I reached South Australia on December 12, 1894, after an absence of 20 months. I found the women's suffrage movement wavering in the balance. It had apparently come with a rush--as unexpected as it was welcome to those whose strenuous exertions at last seemed likely to be crowned with success. Though sympathetic to the cause, I had always been regarded as a weakkneed sister by the real workers. I had failed to see the advantage of having a vote that might leave me after an election a disfranchised voter, instead of an unenfranchised woman. People talk of citizens being disfranchised for the Legislative Council when they really mean that they are unenfranchised. You can scarcely be disfranchised if you have never been enfranchised; and I have regarded the enfranchisement of the people on the roll as more important for the time being than adding new names to the rolls. This would only tend to increase the disproportion between the representative and the represented. But I rejoiced when the Women's Suffrage Bill was carried, for I believe that women have thought more and accepted the responsibilities of voting to a greater extent than was ever expected of them.

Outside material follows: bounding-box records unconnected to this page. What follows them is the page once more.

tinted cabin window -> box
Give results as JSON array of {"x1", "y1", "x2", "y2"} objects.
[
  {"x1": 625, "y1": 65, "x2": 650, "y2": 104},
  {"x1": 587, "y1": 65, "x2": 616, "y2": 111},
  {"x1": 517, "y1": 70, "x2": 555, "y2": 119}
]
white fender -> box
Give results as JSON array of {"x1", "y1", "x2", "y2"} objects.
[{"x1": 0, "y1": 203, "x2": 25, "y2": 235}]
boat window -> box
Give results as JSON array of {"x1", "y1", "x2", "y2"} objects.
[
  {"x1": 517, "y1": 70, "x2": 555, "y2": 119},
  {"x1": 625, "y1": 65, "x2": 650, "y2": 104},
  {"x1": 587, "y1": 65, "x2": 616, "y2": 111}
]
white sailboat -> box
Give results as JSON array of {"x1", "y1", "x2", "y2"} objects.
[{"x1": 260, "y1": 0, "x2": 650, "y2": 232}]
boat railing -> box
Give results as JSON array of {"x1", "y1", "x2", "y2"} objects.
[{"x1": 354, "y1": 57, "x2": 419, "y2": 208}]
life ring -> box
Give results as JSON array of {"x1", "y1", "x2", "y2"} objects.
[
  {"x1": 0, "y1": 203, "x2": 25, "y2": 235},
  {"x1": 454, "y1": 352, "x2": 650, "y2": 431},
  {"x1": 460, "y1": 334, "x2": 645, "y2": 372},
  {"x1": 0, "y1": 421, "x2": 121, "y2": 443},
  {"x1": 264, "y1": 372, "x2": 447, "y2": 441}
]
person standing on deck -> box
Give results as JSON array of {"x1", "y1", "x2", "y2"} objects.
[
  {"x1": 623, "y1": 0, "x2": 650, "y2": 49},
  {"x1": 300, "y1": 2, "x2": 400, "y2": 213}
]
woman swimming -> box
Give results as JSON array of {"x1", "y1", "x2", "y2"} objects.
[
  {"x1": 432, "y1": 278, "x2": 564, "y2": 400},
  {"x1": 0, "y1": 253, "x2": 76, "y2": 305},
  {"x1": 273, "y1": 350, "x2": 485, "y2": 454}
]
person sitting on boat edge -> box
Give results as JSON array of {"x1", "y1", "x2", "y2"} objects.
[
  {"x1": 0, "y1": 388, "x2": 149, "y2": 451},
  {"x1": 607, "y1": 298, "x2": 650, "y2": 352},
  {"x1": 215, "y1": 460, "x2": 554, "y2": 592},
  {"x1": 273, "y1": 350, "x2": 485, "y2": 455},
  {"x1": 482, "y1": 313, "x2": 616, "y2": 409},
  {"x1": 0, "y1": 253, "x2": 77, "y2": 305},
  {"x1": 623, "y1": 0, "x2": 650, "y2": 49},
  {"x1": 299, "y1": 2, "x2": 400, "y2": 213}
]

During the week I was accorded a welcome home in the old Academy of Music, Rundle street, where I listened with embarrassment to the avalanche of eulogium that overwhelmed me. "What a good thing it is, Miss Spence, that you have only one idea," a gentleman once said to me on my country tour. He wished thus to express his feeling concerning my singleness of purpose towards effective voting. But at this welcome home I felt that others realized what I had often said myself. It is really because I have so many ideas for making life better, wiser, and pleasanter all of which effective voting will aid--that I seem so absorbed in the one reform. My opinions on other matters I give for what they are worth--for discussion, for acceptance or rejection. My opinions on equitable representation I hold absolutely, subject to criticism of methods but impregnable as to principle.